If you’ve read so far, you can succuessfully write mock unit tests for 80% of your use cases. There are other advanced features like finding redundant invocations, spying on objects to simulate partial mocking, most of which I don’t see implementing for majority of my use cases.
7 Comments
Nice read & learned something new from it!
Although I don’t get why you would write something like
assertEquals(1, 2); // should never execute
You could change it to make it a bit more understandable
http://junit.sourceforge.net/javadoc/org/junit/Assert.html#fail(java.lang.String)
Good point. I was too lazy too read the api.

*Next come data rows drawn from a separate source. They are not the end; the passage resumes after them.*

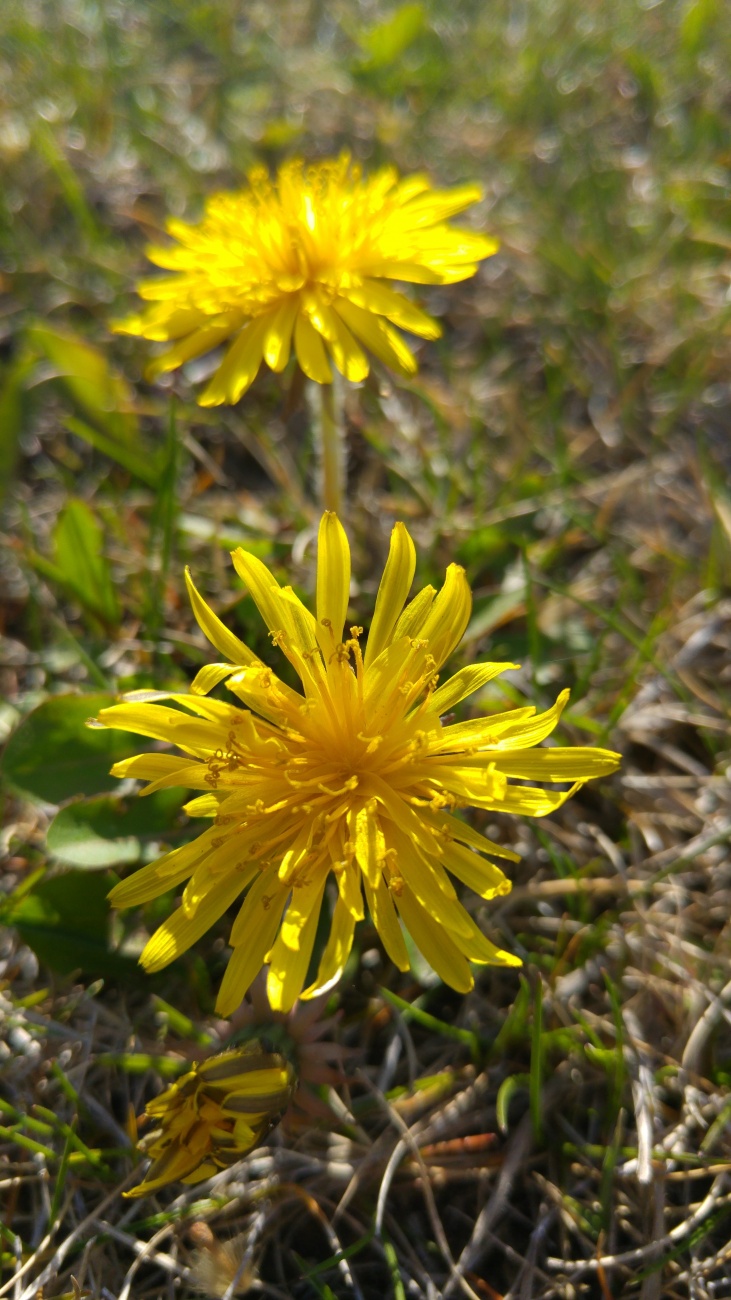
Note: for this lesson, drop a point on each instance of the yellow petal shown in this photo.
(435, 943)
(435, 206)
(449, 615)
(293, 947)
(200, 341)
(415, 614)
(311, 351)
(333, 579)
(252, 935)
(383, 913)
(277, 339)
(375, 297)
(210, 676)
(347, 355)
(480, 875)
(217, 633)
(180, 932)
(239, 367)
(148, 767)
(206, 805)
(380, 338)
(579, 763)
(393, 590)
(451, 828)
(337, 950)
(465, 683)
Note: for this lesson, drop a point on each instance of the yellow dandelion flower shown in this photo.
(303, 260)
(354, 779)
(213, 1116)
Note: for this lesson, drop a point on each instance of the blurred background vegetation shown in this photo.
(567, 441)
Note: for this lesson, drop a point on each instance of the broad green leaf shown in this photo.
(96, 389)
(79, 564)
(65, 919)
(389, 39)
(53, 755)
(107, 831)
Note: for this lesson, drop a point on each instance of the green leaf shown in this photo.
(11, 417)
(107, 831)
(65, 919)
(132, 456)
(94, 386)
(53, 755)
(389, 39)
(506, 1091)
(81, 562)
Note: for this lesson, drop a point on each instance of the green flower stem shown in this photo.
(332, 450)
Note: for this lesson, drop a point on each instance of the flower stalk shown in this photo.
(331, 446)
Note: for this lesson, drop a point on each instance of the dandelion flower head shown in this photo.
(345, 792)
(301, 261)
(215, 1116)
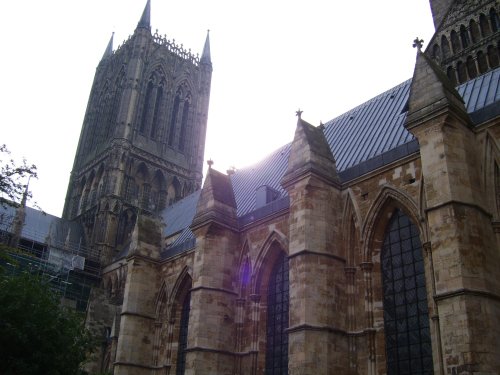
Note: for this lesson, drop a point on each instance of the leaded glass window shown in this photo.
(181, 353)
(277, 320)
(406, 315)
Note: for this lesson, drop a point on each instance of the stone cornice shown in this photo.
(466, 292)
(311, 252)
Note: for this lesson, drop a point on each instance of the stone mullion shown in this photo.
(430, 279)
(168, 349)
(255, 306)
(156, 343)
(350, 273)
(367, 268)
(239, 321)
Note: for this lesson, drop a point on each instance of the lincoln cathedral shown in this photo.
(366, 245)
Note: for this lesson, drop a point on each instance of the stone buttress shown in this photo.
(317, 332)
(463, 250)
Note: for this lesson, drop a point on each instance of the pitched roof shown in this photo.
(366, 137)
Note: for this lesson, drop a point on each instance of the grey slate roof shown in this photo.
(366, 137)
(45, 228)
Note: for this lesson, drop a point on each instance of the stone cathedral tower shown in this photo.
(142, 141)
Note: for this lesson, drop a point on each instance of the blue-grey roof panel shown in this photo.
(363, 134)
(268, 171)
(45, 228)
(369, 129)
(180, 215)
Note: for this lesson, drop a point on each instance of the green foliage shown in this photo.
(13, 178)
(37, 334)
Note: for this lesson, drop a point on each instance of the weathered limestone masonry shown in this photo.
(215, 277)
(317, 332)
(135, 342)
(464, 252)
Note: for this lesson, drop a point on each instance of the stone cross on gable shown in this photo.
(418, 43)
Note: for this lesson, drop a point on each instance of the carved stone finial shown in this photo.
(418, 43)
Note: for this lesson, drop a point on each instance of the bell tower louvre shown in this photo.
(142, 141)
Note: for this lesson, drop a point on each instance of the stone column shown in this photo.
(465, 255)
(317, 333)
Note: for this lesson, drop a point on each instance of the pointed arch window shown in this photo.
(484, 25)
(183, 332)
(445, 47)
(462, 72)
(481, 62)
(471, 67)
(147, 108)
(152, 106)
(474, 31)
(184, 122)
(455, 42)
(450, 72)
(173, 119)
(406, 314)
(277, 319)
(495, 21)
(464, 36)
(493, 56)
(156, 113)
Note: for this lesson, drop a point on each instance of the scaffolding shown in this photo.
(70, 269)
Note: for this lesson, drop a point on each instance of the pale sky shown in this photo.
(270, 58)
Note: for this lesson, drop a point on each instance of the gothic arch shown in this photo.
(174, 191)
(153, 102)
(179, 317)
(184, 280)
(388, 199)
(160, 325)
(275, 244)
(245, 270)
(491, 174)
(351, 225)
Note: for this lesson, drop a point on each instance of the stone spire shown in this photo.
(217, 202)
(310, 153)
(109, 49)
(145, 21)
(439, 10)
(431, 92)
(205, 56)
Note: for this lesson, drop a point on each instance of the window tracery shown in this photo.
(277, 319)
(406, 315)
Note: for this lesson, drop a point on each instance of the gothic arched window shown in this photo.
(173, 119)
(455, 42)
(495, 21)
(185, 114)
(184, 324)
(493, 56)
(156, 113)
(445, 46)
(484, 25)
(147, 108)
(464, 36)
(474, 31)
(450, 72)
(462, 73)
(436, 52)
(277, 319)
(406, 315)
(471, 67)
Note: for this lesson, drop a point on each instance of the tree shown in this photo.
(37, 334)
(13, 178)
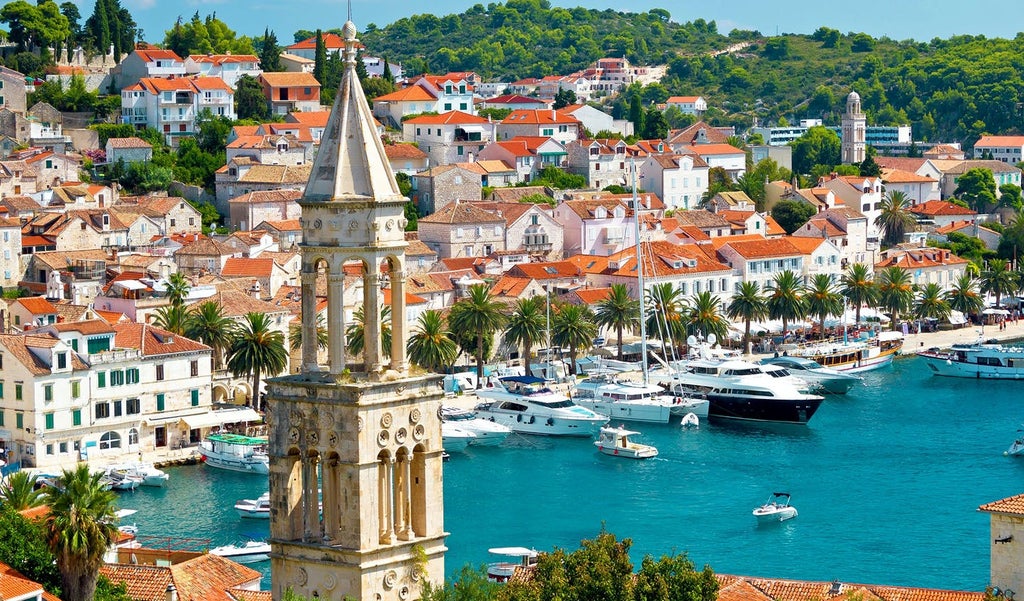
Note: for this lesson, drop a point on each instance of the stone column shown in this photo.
(309, 322)
(372, 322)
(398, 322)
(336, 322)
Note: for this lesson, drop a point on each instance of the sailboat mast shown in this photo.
(643, 317)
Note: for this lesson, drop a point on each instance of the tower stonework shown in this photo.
(854, 144)
(355, 448)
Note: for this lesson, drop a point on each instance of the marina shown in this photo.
(879, 456)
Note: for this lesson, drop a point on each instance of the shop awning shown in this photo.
(221, 417)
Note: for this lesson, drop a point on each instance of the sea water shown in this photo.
(887, 480)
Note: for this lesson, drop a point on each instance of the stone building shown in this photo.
(364, 440)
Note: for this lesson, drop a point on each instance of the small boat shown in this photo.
(455, 438)
(776, 510)
(615, 441)
(254, 508)
(236, 453)
(250, 552)
(501, 571)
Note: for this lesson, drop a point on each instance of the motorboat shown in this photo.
(981, 360)
(634, 401)
(254, 508)
(741, 390)
(487, 433)
(827, 380)
(455, 438)
(615, 441)
(776, 510)
(853, 356)
(248, 552)
(236, 453)
(528, 405)
(501, 571)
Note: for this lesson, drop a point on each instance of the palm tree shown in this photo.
(619, 310)
(79, 528)
(526, 326)
(666, 317)
(431, 345)
(964, 295)
(998, 278)
(786, 300)
(895, 292)
(172, 317)
(931, 302)
(822, 299)
(572, 326)
(895, 218)
(18, 491)
(748, 304)
(257, 348)
(177, 289)
(858, 288)
(207, 324)
(479, 314)
(353, 334)
(702, 316)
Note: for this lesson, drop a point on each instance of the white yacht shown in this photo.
(487, 433)
(741, 390)
(528, 405)
(634, 401)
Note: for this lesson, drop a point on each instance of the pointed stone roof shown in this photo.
(351, 164)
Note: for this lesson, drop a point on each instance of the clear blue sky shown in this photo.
(921, 19)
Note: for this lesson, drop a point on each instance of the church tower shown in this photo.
(355, 448)
(854, 131)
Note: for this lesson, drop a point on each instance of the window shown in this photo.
(110, 440)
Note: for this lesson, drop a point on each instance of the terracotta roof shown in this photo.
(936, 208)
(461, 213)
(243, 266)
(1011, 505)
(287, 79)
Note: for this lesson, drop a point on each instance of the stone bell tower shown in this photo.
(355, 448)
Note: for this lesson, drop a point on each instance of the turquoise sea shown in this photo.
(887, 480)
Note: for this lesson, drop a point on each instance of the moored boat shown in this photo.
(982, 360)
(236, 453)
(615, 441)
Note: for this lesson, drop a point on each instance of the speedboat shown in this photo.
(634, 401)
(236, 453)
(741, 390)
(982, 360)
(615, 441)
(487, 433)
(528, 405)
(776, 510)
(501, 571)
(826, 379)
(455, 438)
(254, 508)
(249, 552)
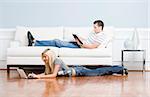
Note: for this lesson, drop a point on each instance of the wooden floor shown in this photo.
(136, 84)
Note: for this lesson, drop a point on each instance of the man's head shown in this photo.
(98, 26)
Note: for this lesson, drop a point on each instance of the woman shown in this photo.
(55, 66)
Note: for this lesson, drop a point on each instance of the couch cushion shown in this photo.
(78, 52)
(28, 51)
(39, 33)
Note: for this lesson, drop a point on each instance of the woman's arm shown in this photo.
(53, 75)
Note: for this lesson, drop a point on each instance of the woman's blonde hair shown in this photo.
(49, 68)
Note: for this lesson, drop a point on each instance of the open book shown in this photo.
(24, 75)
(76, 37)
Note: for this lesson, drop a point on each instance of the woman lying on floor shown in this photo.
(55, 66)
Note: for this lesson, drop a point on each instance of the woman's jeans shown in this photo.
(83, 71)
(56, 43)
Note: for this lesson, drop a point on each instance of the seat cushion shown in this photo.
(78, 52)
(28, 51)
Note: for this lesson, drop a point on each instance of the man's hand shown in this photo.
(78, 42)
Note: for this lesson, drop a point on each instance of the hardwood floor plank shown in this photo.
(136, 84)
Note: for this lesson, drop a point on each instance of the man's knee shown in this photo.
(57, 42)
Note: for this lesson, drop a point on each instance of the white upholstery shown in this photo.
(20, 54)
(28, 51)
(103, 52)
(40, 33)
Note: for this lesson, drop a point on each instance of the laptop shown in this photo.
(23, 75)
(76, 37)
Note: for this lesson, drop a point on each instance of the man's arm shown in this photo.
(90, 46)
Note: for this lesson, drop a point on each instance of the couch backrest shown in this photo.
(40, 33)
(62, 33)
(84, 32)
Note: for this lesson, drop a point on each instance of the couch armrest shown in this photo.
(14, 44)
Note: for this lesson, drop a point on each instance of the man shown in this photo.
(94, 39)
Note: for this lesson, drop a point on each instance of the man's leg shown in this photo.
(56, 43)
(111, 70)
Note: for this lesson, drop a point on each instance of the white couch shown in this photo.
(20, 54)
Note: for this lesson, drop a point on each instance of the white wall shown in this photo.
(118, 13)
(121, 34)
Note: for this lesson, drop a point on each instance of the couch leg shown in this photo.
(8, 69)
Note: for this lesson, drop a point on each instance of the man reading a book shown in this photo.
(95, 39)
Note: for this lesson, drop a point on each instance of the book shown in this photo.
(76, 37)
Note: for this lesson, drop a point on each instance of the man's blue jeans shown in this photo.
(56, 43)
(83, 71)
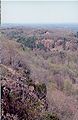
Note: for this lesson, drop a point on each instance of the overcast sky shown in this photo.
(39, 12)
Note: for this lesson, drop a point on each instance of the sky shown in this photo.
(24, 12)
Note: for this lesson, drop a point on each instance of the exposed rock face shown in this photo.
(22, 101)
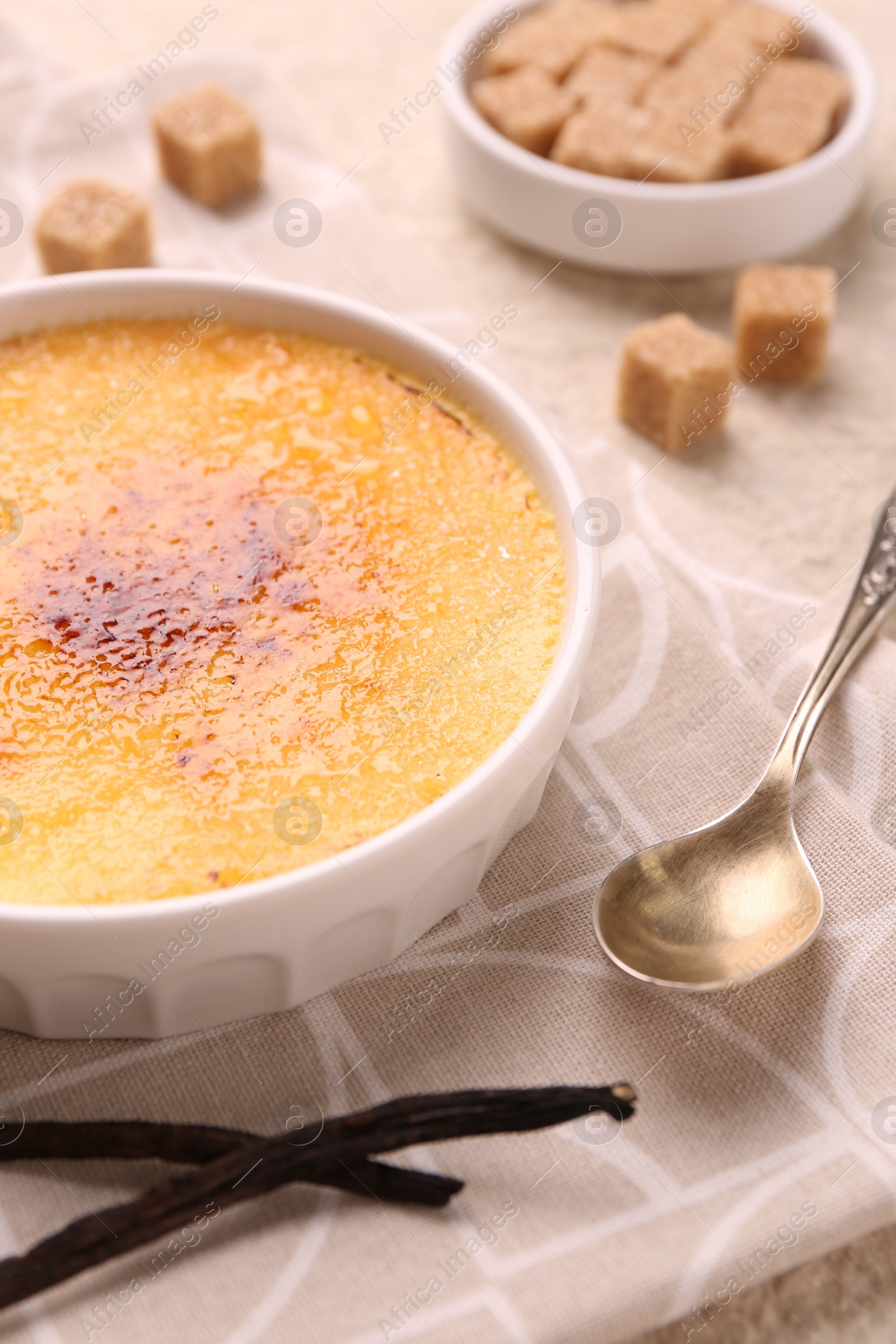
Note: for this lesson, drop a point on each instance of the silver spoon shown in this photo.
(738, 898)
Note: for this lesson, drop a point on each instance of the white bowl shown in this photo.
(284, 940)
(667, 227)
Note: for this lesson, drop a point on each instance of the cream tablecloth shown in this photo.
(752, 1110)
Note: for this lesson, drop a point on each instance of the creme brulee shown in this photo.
(206, 682)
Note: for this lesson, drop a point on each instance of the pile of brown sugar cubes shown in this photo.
(656, 89)
(209, 148)
(678, 381)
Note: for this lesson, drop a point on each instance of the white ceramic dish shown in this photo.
(284, 940)
(667, 229)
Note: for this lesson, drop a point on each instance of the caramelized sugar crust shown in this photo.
(174, 669)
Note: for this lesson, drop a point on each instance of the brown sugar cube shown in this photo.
(675, 382)
(769, 30)
(553, 37)
(659, 29)
(209, 144)
(792, 115)
(527, 105)
(605, 76)
(93, 225)
(604, 140)
(707, 85)
(672, 151)
(782, 321)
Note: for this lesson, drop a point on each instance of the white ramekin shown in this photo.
(282, 940)
(667, 227)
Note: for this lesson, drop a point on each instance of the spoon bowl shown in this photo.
(738, 898)
(719, 905)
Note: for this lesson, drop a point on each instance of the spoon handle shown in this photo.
(866, 612)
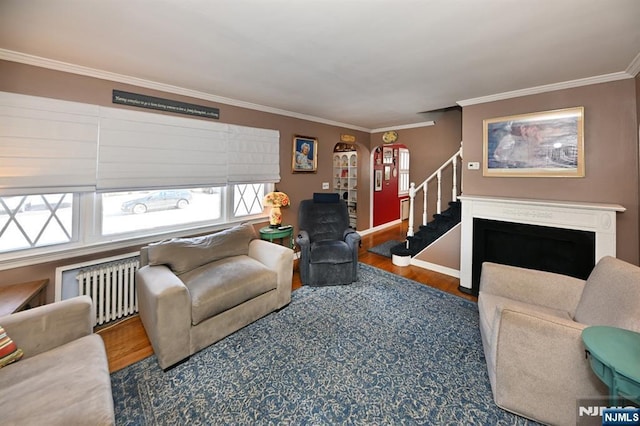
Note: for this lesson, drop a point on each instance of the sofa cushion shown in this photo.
(185, 254)
(67, 385)
(9, 352)
(611, 295)
(489, 309)
(226, 283)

Thank you for your example of using mockito.
I would split the “testRead” method in several methods testing only one behaviour, for example “testEmptyReadThrowsInvalidProfileException” and “testValidReadReturnsCorrectDto”
I would also test that an exception is thrown using @Test(expected=YourException.class): see http://junit.sourceforge.net/javadoc/org/junit/Test.html#expected() and http://junit.sourceforge.net/doc/cookbook/cookbook.htm (at the end of the page) for an example.
Gr8 article and I def. I agree the annoying foo/bar doesn’t give anything solid especially when you run into errors
TestData.createTestProfile(“userid”); Here still we are incurring some manual labour to create a class and method to return us a profile and to me it looks like not mocking completely, but may be in future what I would like to have is that you just specify the data somehow and get the object created. Thanks
Best and easy example so far
Keep the good work up!
A great example.
I agree with your comments about other examples using lists since they didn’t reflect Martin Fowler’s discussion about the ‘subject under test’ as distinct the collaborator (http://martinfowler.com/articles/mocksArentStubs.html), in list examples I think they have collapsed the ‘subject under test’ and collaborator together as one in order to showcase mockito easier but this cause confusion about the right technique when mocking.
I am not sure where Spring is coming in here, that’s why I was looking at your article in the first place(google, “Spring and Mockito”), your example is a straight Mockito test i.e. there is no Spring dependency injection (maybe I have the wrong end of the stick?)
None the less, a good Mockito example.